"'t Koetje", de oudste koe van Heist
Wilfried De "Kleên"
Het is te Heist wellicht een zeldzaamheid om nog een winkel te vinden die al vijftig jaar op de zelfde plaats bestaat en door de zelfde familie uitgebaat wordt. “‘t Koetje“ in de Kursaalstraat is wel één van die uitzonderingen. Daar, in een oud herenhuis waar voorheen dokter De Laey woonde, begonnen “Tuur Smit “ (Arthur Desmedt) en zijn echtgenote Louise Van Middelem in 1928 hun zuivel- en kruidenierswinkel. Hoe “up to date“ de winkel in die tijd was vertelt Tuur in geuren en kleuren.
“Er stond een ouderwetse houten toonbank. Een vloer in tegels was er nog niet, wel een geschilderde planket. De rekken hadden we laten maken door Cissen Degroote en Timmermantje heeft ze geschilderd. De mensen waren vroeger immers niet zo veel eisend als vandaag, ’t was al vlug goed genoeg.”
Tuur zelf is een rasechte Heistenaar. Geboren in 1894 op de hofstede rechtover het oude kerkhof, thans nog bewoond door een familielid.
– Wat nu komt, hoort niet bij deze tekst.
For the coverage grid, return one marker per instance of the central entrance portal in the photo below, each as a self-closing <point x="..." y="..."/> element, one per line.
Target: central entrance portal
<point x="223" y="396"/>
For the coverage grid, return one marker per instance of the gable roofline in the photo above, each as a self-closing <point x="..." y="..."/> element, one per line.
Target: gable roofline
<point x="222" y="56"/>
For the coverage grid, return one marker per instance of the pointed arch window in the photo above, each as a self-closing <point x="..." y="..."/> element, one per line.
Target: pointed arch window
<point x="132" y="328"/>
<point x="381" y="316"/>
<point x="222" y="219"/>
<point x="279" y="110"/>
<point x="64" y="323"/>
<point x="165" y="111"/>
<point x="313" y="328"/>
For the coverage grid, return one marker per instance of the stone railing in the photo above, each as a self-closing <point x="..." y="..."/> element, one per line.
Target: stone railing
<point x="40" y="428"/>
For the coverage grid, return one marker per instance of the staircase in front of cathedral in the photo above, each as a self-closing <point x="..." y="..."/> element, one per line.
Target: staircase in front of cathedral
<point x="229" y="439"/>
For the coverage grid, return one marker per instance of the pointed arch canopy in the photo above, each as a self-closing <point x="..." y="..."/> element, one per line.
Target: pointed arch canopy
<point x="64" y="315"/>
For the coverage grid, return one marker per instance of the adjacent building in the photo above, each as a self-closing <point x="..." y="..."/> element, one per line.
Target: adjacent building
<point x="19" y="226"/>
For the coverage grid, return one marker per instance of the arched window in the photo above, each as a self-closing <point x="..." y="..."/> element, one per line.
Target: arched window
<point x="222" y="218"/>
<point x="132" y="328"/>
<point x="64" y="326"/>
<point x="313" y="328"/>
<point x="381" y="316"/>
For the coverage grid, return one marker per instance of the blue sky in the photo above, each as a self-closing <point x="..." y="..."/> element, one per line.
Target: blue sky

Louise is afkomstig uit Knokke, van aan “‘t Belgique“ langs de Westkapellestraat. (Zij vierden hun gouden jubileum op 23 sept. ’78 ).
“Wiender zyn al vichtig jaar gefusioneerd“ getuigt Tuin’. Zoals reeds gezegd werd “‘t Koetje“ in 1928 geboren, doch de toenmalige naam luidde “Laiterie & Epicerie du Littoral.” Maar onder die naam is de winkel nooit bekend geweest. “‘t Koetje“ was weldra “in“.
Inderdaad, in het uitstalraam en nog steeds stond een ”koe” als symbool voor verse melk, boter en kaas. In de volksmond kreeg de winkel spoedig de naam “‘t Koetje“. Die statige witte koe van weleer, die zich intussen aan de moderne tijd heeft aangepast en haar witte pels in wit-zwart heeft laten verven door wijlen Jef Beste (Joseph Debedts ), is eigenlijk afkomstig uit Antwerpen. Een zekere Tjeppen Laporte bracht haar mee naar Heist waar zij thans haar oude dag slijt, doch nog dagelijks verse melk levert. Wie kan beter ? Ook zij is dus aan haar gouden jubileum toe, maar zonder stier.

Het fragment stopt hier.